With tens of thousands, or maybe even hundreds of thousands, of Democratic volunteers flowing into swing states and onto phone- and text-banks this past week, it may seem churlish to ask if all this last-minute work is really as important or useful as everyone makes it sound. Very few voters get persuaded to change their behavior because of a quick conversation with a volunteer. One could respond—if all those thousands of volunteers each only managed to move one voter, that might still be enough to tip the results in states like Wisconsin, Pennsylvania and Michigan. Fair enough. But the whole system of just-in-time transactional voter engagement (combined with capital intensive paid media bombardment and incessant spam-like fundraising) isn’t doing a very good job of moving the needle in any more fundamental way. For that we need a much deeper investment of time and money in place-based year-round work.
So whenever anyone asks, how could this election be so close, remember that it isn’t just all the billionaire money propping up Trump’s campaign, or the Supreme Court giving him effective immunity from prosecution these last few years. It is also that we live inside radically different information worlds, and that most of the time, when people are confronted with ideas or facts that contradict their prior beliefs, they instinctively try to reinforce their pre-existing identity. Changing minds is hard and slow work. And far too much of the time and money put towards that task is spent only in the final months and weeks of an election campaign, for the relatively modest outcome of gaining votes. If you want (and need) change to come faster, start by asking: now that the election is over, how are you going to stay engaged?

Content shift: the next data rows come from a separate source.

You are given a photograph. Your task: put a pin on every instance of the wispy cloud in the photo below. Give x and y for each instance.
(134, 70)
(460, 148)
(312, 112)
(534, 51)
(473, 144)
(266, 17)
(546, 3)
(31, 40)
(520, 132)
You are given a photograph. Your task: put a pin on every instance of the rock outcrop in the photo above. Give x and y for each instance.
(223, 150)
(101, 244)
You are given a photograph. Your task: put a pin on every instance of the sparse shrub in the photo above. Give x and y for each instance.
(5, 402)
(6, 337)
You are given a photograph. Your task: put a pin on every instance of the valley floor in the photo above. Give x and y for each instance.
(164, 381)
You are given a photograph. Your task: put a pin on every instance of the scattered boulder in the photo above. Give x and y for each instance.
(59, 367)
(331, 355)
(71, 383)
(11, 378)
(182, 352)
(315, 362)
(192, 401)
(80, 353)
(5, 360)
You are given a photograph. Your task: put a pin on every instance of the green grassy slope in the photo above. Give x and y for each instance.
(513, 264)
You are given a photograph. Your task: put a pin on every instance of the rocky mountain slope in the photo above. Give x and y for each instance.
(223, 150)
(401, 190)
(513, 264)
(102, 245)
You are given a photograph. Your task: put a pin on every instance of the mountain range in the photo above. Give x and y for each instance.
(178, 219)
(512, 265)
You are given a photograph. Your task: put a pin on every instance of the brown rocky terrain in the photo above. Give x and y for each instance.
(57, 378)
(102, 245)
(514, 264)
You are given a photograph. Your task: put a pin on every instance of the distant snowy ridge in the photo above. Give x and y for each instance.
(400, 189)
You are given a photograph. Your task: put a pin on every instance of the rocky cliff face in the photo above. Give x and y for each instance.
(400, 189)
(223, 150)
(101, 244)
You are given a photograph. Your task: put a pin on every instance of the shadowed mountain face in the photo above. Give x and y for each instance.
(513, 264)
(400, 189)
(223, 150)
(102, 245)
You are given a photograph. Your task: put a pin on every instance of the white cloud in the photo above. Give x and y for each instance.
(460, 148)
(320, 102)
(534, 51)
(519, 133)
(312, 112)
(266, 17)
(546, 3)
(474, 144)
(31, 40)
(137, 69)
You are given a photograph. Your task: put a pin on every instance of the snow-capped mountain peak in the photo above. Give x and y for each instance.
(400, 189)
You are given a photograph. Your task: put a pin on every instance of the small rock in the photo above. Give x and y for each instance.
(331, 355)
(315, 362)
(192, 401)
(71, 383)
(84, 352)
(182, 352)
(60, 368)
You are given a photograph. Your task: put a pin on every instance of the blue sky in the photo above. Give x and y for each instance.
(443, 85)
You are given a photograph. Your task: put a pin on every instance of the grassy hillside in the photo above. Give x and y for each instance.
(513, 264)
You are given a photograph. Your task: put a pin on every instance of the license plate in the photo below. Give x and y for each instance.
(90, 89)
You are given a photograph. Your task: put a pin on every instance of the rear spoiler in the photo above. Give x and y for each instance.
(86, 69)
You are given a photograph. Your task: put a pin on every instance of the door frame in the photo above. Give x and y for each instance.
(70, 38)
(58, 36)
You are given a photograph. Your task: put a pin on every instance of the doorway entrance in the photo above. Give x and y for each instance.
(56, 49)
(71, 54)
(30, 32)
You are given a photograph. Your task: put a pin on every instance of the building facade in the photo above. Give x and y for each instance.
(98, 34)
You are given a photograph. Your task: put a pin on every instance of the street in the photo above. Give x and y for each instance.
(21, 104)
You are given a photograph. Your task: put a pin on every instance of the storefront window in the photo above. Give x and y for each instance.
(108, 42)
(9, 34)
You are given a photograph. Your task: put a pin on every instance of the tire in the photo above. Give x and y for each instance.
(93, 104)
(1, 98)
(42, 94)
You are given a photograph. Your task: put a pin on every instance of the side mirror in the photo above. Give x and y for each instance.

—Bonus link: Dave Fleischer, one of the pioneers of deep canvassing, shares some wisdom about the value of building real relationships with voters, compared to the one-way tactics of letter-writing etc where no one ever writes back.
A personal note
Today is the second anniversary of my father Bernie Sifry’s passing. (Here’s an obit we published in his local paper.) I got a lot of my life-long engagement with politics from him. About seven or eight years ago, when he was in his early 80s, he was diagnosed with Alzheimer’s. Luckily for his family, he got sweeter as the disease progressed, not meaner as happens with some. I was very fortunate to go visit him out in California where he lived in late February 2020, just a few weeks before COVID hit. Here’s a photo of him that I took after he voted in the California primary. That’s the last time he voted in person (in the fall that year my brother helped him vote absentee), and I’m sure he was doubly happy to do it because he got to vote for Bernie Sanders, who he was a big fan of.
Rest in peace, Dad. And don’t worry, I think we’re going to dump Trump.
As the world gets more complicated, people increasingly rely on friends they trust who know more about any given topic than they do. We don't blindly accept a friend's thoughts - instead we compare our partial knowledge with theirs in a friendly, helpful way. That's why relational organizing is more effective than other voter contact methods, and also deep canvassing with a thoughtful stranger. But the big money world of campaigns cannot break free of TV and Youtube ads, mailers, and other forms of one-way messaging.
Thanks Micah, great and illuminating piece.